Two years ago, Mom was recovering after another hospitalization and I didn’t know if she’d be out of skilled nursing in time to spend Thanksgiving with me. She entered my apartment in a wheelchair, my friend having thrown out his back helping me haul her and the chair up the seven or so steps into my building, spent much of the visit sleeping and only ate a few bites of the turkey dinner. I thought I’d have to move into an accessible building if I were ever to bring her to visit me again. When I drove her back to the assisted living hotel the next day, we found the roof leaking and she had to be moved into another room – and I fretted and stressed about leaving her there alone.

How thankful I am that this year she could climb the steps on her own (with me at her side, of course, holding her steady) and had the energy to enjoy a lively Thanksgiving dinner with my friends, even after a relatively late night at the Thanksgiving Eve service at her church. She ate heartily and said many times how much she enjoyed herself, though she did retreat to the sofa with a crossword puzzle as the evening wore on. (One of the advantages of old age, I suppose, is you don’t have to pretend to be engaged in a conversation that isn’t holding your interest. You can just go do something else!)

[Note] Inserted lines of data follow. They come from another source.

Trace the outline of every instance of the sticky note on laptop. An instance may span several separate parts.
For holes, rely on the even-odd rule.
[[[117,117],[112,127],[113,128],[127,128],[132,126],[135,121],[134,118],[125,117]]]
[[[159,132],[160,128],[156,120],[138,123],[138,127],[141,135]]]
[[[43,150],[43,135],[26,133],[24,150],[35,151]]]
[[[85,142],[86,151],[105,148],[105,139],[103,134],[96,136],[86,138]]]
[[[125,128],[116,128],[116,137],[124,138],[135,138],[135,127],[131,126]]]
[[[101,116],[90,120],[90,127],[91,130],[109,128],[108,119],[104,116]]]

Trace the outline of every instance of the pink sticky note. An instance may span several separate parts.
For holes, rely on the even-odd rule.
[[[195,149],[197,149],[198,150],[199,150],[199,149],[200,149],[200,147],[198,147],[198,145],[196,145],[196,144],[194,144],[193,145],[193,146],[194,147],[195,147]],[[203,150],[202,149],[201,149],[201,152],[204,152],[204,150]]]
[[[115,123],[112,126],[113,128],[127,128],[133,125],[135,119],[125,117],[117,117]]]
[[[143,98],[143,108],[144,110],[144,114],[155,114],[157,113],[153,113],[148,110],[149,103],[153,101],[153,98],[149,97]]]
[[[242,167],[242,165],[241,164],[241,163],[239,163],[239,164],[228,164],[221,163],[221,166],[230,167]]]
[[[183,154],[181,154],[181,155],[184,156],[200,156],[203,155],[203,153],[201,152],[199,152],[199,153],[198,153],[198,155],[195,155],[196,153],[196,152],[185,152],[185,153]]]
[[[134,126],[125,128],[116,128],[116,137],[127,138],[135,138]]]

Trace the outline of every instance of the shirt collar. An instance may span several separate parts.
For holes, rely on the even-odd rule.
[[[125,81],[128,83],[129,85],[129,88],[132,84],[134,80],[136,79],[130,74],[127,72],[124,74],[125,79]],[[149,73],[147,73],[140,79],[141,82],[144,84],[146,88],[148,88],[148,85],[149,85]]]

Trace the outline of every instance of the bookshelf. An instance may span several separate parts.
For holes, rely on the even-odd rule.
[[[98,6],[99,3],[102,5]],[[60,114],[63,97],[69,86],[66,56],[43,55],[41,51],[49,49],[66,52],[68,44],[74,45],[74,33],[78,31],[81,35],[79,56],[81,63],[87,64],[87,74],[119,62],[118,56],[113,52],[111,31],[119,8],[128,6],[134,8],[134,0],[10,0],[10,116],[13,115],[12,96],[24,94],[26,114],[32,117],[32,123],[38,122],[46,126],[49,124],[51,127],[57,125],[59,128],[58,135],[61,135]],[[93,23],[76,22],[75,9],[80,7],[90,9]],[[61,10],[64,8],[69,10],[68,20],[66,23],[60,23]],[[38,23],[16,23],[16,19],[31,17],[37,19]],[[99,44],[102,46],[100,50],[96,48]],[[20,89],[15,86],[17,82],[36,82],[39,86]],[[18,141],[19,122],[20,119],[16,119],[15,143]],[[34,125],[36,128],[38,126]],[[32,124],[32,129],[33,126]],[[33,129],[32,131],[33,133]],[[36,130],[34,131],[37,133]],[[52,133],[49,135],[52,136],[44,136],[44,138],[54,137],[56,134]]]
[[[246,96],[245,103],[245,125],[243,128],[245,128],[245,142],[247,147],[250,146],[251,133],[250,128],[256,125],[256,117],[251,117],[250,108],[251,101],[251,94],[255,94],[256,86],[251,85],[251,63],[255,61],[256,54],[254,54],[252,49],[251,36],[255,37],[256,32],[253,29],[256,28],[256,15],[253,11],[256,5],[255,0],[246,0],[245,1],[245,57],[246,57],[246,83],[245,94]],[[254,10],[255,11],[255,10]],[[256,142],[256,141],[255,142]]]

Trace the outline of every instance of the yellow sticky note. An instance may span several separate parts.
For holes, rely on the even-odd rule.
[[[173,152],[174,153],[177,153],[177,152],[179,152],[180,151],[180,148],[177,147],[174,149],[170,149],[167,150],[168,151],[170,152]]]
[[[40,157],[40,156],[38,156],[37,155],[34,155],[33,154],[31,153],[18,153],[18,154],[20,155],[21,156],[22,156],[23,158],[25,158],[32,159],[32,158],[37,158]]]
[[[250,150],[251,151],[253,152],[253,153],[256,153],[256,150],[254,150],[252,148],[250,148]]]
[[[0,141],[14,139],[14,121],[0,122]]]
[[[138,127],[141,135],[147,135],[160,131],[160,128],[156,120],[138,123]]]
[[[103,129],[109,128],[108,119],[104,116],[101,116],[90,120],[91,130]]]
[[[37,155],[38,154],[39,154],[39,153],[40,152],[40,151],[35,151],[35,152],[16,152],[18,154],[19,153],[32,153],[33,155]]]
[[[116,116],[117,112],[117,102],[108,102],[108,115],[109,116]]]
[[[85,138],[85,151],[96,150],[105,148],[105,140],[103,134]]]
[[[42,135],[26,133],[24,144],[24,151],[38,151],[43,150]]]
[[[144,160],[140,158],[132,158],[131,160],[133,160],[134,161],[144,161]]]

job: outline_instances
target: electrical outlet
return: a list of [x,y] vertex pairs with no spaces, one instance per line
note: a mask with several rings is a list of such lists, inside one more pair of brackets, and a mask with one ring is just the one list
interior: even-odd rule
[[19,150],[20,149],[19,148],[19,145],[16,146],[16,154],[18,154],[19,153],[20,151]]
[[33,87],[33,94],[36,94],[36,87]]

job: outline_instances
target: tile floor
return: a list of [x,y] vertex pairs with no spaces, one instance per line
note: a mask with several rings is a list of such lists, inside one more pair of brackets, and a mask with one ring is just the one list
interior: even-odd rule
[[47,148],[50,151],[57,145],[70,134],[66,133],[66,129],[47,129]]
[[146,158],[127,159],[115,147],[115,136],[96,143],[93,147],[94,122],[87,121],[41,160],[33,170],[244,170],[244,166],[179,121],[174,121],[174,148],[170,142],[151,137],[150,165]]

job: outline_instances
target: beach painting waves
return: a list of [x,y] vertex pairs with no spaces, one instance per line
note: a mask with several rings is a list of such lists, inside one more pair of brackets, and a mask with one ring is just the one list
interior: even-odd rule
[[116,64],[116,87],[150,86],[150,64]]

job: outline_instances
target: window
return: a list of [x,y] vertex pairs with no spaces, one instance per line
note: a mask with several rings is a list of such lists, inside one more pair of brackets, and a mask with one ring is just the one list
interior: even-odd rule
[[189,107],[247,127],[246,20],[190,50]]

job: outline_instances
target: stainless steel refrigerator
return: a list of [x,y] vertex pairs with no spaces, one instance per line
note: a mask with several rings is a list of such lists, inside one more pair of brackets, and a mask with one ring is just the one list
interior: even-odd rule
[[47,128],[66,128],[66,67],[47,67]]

And I am thankful for my friends, who make a point to spend time talking to her and treat her kindly and don’t laugh when she talks or sings to herself while working her puzzles.

We got off to a shaky start today because she said she didn’t need to visit the bathroom and I didn’t insist, and then she had an accident. She seems so much like her old self these days, I sometimes forget just how much help she still needs. But I got her cleaned up and dressed in fresh clothes, and  after we had pumpkin pie and coffee for breakfast she insisted on helping me with the dishes. Then she took a nap on the couch while I got some work done on my computer.

IMG_3042

When I took her home this afternoon, it was to a place that has truly become her Home, a place I am thankful for every single day. Life is good, and we are truly blessed, both of us. So thankful.

 

 

 

No News Is Good News

It’s been very quiet on this blog because there’s been nothing significant to report, and for that I am grateful. Mom is still feeling good, getting around well with her walker, enjoying the company at the care home.

She spent a couple days with me at Thanksgiving and a couple days with me at Christmas. We attended the early Christmas Eve service at her church, drove around looking at Christmas lights and then had a quiet dinner together at my place. Christmas Day we slept late, had brunch with a friend, then opened our stockings. She watched holiday movies on TV while I cooked our Christmas dinner, and after that we opened the presents around my little tree.

tree

In short, it was a perfectly normal holiday. At the start of 2014, I would hardly have dared to hope that such a thing would be possible again. Quiet and low-key as it was, every minute was a treasure.

Now that the hustle and bustle of the holidays are over, as I look to the year ahead, I realize that I need to take advantage of the “break” her current state of wellbeing affords me and focus on my own health and career while I can.

So it may continue to be a bit quiet here, but no news is good news.